Setapak Langkah – 09 Juni 2026 | Praktik menahan pernikahan pada bulan Suro atau hari Asyura masih kuat di sebagian daerah Jawa, meski tidak terdapat dasar hukum yang jelas dalam ajaran Islam. Fenomena ini kerap menimbulkan pertanyaan tentang keabsahan larangan tersebut.
Secara historis, kepercayaan itu berakar pada kebiasaan pra-Islam yang kemudian dipertahankan oleh sebagian kalangan sebagai bentuk penghormatan terhadap hari suci. Namun, ulama kontemporer menilai bahwa tidak ada dalil yang secara eksplisit melarang perkawinan pada bulan Muharram atau hari Asyura.

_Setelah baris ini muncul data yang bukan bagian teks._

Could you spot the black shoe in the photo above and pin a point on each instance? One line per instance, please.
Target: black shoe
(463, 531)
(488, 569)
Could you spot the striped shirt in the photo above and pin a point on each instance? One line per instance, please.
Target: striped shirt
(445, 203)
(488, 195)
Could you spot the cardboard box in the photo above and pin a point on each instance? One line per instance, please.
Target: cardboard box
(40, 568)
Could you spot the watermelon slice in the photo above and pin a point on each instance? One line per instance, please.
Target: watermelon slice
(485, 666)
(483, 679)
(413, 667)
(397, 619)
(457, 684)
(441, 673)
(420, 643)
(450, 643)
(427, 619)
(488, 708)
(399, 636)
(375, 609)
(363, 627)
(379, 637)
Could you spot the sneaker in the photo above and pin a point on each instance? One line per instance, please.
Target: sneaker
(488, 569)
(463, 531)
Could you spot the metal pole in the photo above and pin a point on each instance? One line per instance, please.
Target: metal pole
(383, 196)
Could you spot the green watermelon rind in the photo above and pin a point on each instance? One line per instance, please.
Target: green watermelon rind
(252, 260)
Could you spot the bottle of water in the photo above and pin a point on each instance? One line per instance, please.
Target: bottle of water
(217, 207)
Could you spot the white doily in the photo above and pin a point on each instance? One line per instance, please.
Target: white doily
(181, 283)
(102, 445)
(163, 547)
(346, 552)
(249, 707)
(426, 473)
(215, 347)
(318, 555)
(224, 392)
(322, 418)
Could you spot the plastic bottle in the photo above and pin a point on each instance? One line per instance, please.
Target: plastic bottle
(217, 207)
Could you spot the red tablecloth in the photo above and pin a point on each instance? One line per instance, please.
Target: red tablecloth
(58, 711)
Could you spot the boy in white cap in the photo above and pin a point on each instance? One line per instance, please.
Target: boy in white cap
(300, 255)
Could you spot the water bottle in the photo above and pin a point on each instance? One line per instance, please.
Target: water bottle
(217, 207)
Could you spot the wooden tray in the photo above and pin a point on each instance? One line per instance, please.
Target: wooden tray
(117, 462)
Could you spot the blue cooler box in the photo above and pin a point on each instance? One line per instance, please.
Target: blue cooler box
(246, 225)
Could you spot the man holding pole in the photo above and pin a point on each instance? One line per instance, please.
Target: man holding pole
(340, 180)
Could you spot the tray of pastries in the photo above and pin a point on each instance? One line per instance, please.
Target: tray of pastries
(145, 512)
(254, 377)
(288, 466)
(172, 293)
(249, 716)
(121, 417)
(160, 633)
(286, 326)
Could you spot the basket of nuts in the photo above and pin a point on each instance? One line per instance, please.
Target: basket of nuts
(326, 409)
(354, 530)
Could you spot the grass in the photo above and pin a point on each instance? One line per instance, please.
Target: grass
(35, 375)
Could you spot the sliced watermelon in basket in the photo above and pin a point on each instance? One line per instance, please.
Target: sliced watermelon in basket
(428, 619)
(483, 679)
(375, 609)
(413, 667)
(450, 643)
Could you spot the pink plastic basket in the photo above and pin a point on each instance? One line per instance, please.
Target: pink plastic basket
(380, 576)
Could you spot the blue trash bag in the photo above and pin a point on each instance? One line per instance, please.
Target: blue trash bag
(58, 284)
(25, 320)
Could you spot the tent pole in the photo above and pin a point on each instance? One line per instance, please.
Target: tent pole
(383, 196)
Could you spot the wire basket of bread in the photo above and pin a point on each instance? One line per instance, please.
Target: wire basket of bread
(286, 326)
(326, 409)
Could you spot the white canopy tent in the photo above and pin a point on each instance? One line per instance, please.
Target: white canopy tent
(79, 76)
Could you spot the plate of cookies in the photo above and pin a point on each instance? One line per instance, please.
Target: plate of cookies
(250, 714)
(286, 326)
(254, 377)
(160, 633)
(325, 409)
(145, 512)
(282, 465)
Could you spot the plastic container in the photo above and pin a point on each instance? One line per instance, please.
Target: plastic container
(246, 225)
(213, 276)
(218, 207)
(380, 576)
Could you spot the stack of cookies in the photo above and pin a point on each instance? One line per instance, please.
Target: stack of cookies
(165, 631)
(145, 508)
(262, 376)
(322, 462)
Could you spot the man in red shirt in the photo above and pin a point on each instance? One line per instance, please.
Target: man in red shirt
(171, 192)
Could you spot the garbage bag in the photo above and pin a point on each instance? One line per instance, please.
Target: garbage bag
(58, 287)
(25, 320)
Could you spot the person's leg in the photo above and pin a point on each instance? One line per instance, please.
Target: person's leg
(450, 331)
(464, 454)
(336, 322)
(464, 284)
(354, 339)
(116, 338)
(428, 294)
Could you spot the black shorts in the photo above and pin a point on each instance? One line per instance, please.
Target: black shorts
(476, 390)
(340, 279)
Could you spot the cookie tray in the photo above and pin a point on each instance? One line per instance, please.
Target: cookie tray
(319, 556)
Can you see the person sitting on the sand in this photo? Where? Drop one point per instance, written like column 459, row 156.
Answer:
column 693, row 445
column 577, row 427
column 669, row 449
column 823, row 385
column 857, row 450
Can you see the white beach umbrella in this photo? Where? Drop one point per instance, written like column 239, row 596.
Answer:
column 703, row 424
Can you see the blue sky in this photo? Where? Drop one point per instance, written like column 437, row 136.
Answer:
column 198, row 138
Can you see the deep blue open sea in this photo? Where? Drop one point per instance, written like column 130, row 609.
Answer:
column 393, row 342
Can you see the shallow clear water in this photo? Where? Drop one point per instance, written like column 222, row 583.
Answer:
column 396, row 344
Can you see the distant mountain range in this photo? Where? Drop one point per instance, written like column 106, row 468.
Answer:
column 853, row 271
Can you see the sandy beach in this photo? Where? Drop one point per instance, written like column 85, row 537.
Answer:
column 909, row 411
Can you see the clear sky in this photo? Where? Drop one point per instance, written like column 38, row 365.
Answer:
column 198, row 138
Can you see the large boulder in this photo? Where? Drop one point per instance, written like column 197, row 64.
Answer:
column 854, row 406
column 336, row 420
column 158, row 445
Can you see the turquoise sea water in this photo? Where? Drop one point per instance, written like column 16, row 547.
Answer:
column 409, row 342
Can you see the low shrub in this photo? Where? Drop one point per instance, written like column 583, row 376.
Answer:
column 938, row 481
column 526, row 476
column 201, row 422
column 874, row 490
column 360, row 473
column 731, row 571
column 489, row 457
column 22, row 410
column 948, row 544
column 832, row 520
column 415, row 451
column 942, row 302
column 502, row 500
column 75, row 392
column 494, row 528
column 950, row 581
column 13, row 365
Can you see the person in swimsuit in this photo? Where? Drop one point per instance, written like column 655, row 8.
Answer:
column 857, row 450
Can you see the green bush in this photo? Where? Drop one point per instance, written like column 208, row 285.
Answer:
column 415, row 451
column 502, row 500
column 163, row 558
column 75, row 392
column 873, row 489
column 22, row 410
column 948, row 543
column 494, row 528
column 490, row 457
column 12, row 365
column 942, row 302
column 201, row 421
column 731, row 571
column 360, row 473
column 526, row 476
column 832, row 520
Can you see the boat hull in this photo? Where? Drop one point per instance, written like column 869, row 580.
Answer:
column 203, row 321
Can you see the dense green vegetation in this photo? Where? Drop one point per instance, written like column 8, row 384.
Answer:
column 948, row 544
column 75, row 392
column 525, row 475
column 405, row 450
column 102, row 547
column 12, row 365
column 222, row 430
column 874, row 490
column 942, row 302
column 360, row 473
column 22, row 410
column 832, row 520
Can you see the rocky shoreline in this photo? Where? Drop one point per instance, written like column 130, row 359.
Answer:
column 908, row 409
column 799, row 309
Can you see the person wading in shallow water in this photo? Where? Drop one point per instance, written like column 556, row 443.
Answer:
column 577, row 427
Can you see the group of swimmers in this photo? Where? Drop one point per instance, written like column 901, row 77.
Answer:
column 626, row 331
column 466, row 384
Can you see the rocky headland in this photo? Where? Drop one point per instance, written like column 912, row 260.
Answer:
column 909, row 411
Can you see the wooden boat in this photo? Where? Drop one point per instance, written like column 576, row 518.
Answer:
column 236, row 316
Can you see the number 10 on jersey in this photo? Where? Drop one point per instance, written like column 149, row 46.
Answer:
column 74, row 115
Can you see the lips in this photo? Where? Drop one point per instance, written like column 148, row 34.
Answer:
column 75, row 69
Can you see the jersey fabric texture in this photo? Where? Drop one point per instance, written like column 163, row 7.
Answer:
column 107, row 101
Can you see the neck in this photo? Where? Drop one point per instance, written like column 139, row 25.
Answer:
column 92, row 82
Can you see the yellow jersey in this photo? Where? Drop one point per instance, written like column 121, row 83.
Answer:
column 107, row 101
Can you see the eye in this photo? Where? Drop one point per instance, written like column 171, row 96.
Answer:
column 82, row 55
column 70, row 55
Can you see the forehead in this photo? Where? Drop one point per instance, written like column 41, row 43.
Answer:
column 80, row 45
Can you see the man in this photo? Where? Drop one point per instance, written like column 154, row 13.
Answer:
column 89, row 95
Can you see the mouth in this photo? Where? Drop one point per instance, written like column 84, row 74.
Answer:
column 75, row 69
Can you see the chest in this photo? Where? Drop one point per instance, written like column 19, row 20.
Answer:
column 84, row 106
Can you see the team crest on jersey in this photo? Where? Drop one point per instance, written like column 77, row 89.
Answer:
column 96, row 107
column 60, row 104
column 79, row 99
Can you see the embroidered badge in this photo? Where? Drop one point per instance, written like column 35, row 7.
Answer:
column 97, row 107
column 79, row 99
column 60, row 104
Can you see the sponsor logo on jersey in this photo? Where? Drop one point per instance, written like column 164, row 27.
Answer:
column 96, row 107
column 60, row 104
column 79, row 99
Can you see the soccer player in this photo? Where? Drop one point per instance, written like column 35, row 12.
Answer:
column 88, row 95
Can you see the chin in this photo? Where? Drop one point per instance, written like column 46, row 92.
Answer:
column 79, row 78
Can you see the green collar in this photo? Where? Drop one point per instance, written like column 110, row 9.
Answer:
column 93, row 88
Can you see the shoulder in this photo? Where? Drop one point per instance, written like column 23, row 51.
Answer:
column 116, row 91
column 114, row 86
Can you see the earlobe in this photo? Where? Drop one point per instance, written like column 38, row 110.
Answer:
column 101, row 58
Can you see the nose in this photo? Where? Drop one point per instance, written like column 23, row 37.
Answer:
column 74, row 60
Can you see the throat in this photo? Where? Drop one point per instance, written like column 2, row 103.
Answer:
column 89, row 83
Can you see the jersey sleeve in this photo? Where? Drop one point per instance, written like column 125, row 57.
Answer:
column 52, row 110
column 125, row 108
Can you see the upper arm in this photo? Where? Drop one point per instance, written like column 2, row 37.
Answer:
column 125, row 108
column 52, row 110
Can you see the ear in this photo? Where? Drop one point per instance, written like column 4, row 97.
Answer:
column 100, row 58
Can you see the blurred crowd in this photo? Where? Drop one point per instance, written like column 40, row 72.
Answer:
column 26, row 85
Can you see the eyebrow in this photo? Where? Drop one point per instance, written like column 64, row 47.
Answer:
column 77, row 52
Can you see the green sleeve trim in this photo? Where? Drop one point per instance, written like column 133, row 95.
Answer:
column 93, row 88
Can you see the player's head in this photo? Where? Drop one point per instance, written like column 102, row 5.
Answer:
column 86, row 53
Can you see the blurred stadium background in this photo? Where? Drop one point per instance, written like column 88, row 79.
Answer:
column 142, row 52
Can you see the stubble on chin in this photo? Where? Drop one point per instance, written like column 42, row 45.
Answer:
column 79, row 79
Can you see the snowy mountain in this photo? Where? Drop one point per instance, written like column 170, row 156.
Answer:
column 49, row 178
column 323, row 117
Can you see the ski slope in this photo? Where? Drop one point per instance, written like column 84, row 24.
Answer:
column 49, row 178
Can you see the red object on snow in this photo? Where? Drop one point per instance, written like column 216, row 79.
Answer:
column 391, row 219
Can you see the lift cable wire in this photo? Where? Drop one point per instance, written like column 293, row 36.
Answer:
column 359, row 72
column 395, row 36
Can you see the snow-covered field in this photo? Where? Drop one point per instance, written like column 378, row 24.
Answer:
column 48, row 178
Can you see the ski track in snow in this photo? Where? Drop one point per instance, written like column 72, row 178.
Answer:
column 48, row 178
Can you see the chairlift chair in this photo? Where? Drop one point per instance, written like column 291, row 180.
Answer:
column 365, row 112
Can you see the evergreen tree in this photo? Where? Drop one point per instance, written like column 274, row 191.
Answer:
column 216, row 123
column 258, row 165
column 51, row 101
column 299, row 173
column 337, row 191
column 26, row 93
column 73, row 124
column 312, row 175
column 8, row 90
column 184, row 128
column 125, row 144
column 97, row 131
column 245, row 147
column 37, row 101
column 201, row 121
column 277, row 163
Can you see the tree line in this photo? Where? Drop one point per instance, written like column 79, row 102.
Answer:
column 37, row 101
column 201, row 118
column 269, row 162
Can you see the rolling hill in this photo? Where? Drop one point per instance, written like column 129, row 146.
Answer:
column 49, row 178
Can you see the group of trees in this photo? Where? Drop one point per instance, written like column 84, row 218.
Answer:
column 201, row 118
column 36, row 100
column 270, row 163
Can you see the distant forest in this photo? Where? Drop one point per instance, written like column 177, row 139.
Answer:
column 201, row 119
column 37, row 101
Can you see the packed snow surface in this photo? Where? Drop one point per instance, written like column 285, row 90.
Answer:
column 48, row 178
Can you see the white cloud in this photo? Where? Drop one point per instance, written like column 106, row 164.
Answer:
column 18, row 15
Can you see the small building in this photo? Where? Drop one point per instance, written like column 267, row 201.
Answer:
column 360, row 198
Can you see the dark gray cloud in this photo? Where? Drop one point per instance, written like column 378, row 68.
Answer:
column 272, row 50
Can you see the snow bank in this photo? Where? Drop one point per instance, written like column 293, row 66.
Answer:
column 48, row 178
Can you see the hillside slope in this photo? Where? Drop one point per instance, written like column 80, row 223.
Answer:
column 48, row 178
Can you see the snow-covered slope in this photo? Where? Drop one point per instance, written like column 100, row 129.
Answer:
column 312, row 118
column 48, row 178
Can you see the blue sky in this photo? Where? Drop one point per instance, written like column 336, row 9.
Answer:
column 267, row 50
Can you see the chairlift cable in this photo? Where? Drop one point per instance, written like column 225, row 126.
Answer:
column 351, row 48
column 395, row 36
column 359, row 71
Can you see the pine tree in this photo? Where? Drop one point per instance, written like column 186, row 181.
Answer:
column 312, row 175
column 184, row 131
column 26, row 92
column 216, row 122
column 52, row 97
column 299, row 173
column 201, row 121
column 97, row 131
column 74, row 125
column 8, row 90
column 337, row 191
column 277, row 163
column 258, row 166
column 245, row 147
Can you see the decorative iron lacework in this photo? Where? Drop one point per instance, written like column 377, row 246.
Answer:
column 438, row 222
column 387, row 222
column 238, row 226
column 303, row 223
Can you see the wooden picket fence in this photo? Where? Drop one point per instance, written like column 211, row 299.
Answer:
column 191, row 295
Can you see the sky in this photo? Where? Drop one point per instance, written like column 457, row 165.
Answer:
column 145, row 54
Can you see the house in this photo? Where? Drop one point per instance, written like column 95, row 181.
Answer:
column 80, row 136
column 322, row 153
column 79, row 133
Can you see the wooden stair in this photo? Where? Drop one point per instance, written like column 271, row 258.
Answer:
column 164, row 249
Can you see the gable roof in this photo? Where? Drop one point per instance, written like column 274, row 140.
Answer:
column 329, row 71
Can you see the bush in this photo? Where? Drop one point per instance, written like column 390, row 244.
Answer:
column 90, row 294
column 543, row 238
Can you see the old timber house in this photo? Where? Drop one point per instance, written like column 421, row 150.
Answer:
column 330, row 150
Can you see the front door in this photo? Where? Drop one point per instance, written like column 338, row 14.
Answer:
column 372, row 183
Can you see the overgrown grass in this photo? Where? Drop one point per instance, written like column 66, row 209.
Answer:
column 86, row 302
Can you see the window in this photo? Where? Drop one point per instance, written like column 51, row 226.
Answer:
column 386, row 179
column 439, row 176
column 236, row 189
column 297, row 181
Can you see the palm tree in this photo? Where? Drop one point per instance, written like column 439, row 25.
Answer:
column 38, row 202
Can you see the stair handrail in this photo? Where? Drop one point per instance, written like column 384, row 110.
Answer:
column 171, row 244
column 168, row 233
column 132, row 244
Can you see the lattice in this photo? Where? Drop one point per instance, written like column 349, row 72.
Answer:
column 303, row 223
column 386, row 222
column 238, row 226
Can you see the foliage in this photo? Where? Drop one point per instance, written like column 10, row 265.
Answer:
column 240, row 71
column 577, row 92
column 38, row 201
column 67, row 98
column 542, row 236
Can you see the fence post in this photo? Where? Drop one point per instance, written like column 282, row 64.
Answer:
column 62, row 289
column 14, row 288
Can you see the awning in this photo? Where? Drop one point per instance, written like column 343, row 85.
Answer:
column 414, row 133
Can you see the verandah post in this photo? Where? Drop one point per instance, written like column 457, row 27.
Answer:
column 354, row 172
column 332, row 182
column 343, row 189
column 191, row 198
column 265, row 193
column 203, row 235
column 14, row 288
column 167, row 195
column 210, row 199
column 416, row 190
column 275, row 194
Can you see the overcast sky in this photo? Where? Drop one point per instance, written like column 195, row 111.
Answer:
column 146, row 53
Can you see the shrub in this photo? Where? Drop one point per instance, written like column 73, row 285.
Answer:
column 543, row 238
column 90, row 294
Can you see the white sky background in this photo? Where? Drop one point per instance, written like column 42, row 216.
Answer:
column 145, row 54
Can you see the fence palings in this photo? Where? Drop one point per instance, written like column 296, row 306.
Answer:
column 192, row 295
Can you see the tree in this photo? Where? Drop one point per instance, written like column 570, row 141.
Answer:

Berikut rangkuman pendapat para ulama utama:
- Imam Malik: Tidak menemukan hadits yang melarang pernikahan di bulan Suro; beliau menekankan bahwa pernikahan boleh dilaksanakan kapan saja selama memenuhi syarat syariah.
- Imam Syafi’i: Menyatakan tidak ada dasar hukum yang melarang, namun memperbolehkan umat untuk menunda pernikahan jika ada keengganan budaya.
- Imam Abu Hanifah: Menegaskan bahwa larangan tersebut bukan bagian dari fiqh, sehingga pernikahan pada bulan Suro sah bila ada persetujuan kedua belah pihak.
Beberapa ulama modern, seperti Dr. Yusuf Al-Qaradawi, menekankan bahwa menahan pernikahan karena takhayul dapat menimbulkan kerugian sosial, terutama bila menunda hak-hak perempuan. Mereka menyarankan agar umat fokus pada niat yang baik dan memenuhi rukun serta syarat pernikahan, tanpa mengaitkannya dengan penanggalan tertentu.
Di sisi lain, tradisi lokal masih mempengaruhi keputusan pasangan. Di beberapa desa, orang tua menolak melangsungkan pernikahan pada hari Asyura karena dianggap kurang baik atau menimbulkan nasib sial. Praktik ini lebih bersifat kultural daripada religius, dan sering kali dipertahankan demi menjaga keharmonisan keluarga.
Kesimpulannya, tidak ada larangan agama yang melarang pernikahan pada bulan Suro. Praktik menahan pernikahan lebih dipengaruhi oleh tradisi lokal dan takhayul. Umat Muslim disarankan menilai keputusan berdasarkan syarat syariah dan bukan pada kepercayaan yang tidak memiliki dasar kuat dalam Al-Qur’an maupun hadits.